Study reveals alarming lack of Buprenorphine in adolescent treatment centers amidst rising overdose deaths

Only one in four adolescent residential treatment centers in the United States provides buprenorphine, a medication used to treat opioid use disorder, according to a new study conducted by researchers at Oregon Health & Science University (OHSU) and published in the Journal of the American Medical Association. The study highlights the resistance to using buprenorphine despite the increasing number of overdose deaths among young people due to illicit fentanyl.

The researchers aimed to determine the availability of buprenorphine in adolescent treatment centers across the country, recognizing the vulnerability of young people in the face of the fentanyl epidemic. Lead author Dr. Caroline King emphasized the need for these centers to provide the best care for vulnerable adolescents, especially considering the rising fentanyl-related overdoses among this population.

Buprenorphine is an FDA-approved medication that normalizes brain function and treats opioid dependence. However, it is underused in facilities that care for adolescents with severe opioid use disorder.

Although buprenorphine is not approved for use in individuals under 16 in the U.S., the American Society of Addiction Medicine recommends considering it as a treatment option for opioid use disorder in younger people. Co-author Dr. Todd Korthuis emphasized the need to address the resistance to buprenorphine use, support treatment centers with education and resources, and raise public awareness about the importance of buprenorphine in healing brains.

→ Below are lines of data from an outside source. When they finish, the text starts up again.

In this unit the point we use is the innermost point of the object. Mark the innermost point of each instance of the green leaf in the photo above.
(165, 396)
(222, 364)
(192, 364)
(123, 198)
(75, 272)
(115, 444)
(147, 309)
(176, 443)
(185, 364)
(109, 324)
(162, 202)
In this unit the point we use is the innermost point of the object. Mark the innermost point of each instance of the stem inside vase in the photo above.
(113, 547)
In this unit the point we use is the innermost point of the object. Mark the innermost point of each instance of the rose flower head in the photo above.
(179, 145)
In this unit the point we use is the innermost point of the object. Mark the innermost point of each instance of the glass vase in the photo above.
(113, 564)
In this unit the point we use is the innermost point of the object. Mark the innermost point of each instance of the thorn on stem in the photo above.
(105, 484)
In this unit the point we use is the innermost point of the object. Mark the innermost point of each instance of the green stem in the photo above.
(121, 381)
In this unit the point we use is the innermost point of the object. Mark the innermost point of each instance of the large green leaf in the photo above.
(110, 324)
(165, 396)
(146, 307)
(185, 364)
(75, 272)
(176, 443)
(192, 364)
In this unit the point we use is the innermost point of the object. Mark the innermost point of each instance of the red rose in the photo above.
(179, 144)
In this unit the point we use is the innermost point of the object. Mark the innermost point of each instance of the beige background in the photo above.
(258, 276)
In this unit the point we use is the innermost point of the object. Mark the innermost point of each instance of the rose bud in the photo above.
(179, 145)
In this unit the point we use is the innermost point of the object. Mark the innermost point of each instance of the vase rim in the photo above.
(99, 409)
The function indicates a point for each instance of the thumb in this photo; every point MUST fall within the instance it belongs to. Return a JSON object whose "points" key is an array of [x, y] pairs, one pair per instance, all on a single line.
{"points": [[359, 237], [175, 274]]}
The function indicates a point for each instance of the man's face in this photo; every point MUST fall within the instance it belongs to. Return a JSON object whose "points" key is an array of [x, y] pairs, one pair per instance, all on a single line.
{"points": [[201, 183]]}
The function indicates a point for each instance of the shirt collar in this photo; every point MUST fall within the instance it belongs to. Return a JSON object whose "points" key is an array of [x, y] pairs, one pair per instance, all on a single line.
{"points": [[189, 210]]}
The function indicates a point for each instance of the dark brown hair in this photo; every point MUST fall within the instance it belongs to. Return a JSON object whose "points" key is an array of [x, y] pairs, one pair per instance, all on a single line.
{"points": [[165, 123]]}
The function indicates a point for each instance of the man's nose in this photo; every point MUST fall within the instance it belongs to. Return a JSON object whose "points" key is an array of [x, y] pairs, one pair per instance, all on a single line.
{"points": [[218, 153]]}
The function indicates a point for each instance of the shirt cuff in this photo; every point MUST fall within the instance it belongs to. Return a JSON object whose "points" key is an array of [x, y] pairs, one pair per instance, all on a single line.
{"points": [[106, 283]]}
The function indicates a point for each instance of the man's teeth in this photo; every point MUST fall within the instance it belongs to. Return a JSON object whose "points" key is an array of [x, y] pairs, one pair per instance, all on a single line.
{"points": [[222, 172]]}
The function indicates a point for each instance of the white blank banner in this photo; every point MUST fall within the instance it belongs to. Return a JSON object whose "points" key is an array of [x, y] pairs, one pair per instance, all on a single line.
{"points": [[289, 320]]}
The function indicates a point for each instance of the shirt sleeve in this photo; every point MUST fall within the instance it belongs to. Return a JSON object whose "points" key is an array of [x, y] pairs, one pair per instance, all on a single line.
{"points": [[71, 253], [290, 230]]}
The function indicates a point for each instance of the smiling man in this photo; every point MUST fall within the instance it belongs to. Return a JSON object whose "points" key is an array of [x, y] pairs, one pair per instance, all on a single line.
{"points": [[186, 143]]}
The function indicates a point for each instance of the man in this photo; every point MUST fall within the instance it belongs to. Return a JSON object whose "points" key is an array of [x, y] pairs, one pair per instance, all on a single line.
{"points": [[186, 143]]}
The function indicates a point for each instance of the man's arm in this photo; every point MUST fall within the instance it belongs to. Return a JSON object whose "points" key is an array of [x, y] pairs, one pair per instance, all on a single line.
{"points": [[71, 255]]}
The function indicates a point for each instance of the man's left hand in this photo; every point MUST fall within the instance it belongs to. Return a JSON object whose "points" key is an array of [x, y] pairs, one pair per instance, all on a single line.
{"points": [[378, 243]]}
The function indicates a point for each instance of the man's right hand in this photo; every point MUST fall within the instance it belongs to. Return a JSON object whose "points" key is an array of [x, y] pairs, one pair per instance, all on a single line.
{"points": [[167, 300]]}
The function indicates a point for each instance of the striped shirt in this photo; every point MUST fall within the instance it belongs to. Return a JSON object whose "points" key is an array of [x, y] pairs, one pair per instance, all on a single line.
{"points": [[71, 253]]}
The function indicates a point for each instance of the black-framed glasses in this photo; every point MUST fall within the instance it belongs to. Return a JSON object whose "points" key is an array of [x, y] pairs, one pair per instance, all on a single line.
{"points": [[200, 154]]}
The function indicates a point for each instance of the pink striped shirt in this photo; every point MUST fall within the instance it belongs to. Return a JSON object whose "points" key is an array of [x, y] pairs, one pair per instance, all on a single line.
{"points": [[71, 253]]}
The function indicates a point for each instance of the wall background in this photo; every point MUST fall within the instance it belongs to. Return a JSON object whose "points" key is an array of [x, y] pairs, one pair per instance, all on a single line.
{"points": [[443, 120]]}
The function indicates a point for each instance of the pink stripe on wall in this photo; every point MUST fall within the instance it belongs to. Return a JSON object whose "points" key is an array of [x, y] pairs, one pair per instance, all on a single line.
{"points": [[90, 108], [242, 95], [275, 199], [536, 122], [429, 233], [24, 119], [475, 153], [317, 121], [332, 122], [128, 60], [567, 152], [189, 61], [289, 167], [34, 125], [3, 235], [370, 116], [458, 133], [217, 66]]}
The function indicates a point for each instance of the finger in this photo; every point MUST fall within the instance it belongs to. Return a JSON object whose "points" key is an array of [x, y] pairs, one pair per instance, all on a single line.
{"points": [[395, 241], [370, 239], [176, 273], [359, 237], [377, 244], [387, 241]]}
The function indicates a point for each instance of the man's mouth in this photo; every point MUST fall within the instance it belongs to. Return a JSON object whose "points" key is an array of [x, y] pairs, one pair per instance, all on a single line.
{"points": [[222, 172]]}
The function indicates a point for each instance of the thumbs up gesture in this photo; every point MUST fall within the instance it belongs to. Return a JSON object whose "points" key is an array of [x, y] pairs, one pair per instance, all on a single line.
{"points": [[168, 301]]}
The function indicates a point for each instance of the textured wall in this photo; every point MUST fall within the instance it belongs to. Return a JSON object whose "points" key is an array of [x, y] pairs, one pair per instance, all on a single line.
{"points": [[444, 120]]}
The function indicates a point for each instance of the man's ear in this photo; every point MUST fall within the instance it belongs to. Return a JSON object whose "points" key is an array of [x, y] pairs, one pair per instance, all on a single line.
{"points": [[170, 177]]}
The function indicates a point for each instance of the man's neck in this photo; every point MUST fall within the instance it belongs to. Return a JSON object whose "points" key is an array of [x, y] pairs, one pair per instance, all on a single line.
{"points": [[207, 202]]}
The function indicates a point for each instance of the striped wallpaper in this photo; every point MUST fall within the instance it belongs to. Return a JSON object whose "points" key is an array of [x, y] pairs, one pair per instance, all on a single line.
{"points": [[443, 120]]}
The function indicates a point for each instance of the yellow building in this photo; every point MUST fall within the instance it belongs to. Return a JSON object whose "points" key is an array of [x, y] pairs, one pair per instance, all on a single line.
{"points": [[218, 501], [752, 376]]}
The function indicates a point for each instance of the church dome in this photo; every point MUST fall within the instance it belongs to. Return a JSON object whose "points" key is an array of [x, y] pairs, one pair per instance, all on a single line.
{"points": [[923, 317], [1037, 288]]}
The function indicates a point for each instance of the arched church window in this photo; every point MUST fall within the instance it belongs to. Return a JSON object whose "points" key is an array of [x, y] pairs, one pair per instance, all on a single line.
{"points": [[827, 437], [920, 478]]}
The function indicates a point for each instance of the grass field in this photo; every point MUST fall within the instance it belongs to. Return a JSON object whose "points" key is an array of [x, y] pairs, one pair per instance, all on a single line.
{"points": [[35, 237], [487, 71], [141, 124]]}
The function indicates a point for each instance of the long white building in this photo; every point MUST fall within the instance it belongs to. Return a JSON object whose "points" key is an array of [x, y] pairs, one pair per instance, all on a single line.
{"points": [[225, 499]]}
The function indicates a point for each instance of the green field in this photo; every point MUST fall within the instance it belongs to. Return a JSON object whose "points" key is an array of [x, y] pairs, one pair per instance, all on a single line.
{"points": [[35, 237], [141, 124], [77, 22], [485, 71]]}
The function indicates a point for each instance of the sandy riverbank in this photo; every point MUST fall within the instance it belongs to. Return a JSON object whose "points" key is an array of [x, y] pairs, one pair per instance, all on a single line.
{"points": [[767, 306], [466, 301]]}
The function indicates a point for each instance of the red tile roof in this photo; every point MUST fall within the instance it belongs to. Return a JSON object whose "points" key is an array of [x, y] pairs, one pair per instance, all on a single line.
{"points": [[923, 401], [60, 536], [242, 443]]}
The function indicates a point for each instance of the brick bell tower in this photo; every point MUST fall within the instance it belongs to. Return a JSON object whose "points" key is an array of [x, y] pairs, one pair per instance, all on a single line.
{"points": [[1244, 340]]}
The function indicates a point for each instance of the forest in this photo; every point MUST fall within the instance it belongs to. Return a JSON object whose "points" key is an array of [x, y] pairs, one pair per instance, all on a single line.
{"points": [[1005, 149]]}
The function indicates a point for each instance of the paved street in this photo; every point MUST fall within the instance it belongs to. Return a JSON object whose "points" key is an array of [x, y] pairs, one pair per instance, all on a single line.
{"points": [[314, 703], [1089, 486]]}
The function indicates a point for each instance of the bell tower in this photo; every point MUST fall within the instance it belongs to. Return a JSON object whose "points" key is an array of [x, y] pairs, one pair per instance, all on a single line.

The OHSU study involved cataloging treatment centers serving adolescents in the U.S., utilizing a database maintained by the Substance Abuse and Mental Health Services Administration (SAMHSA). Out of the 354 residential treatment centers identified, less than half served adolescents. Researchers contacted 160 facilities that provide residential treatment for adolescents, and their findings were as follows:

  • 39 facilities offered buprenorphine, with only 12 offering it to adolescents under 16.
  • Among the remaining 121 facilities, 57 indicated that adolescents prescribed buprenorphine by their own clinician could temporarily continue the medication, while 27 centers required adolescents to be off buprenorphine upon admission.
  • In summary, only one in four adolescent residential treatment centers offered buprenorphine, and even fewer provided it for ongoing treatment.

The study highlights the challenge faced by parents in finding treatment centers that offer buprenorphine, with an average of nine calls needed to find one on the SAMHSA list. To find a facility for an adolescent under 16, 29 calls would be necessary.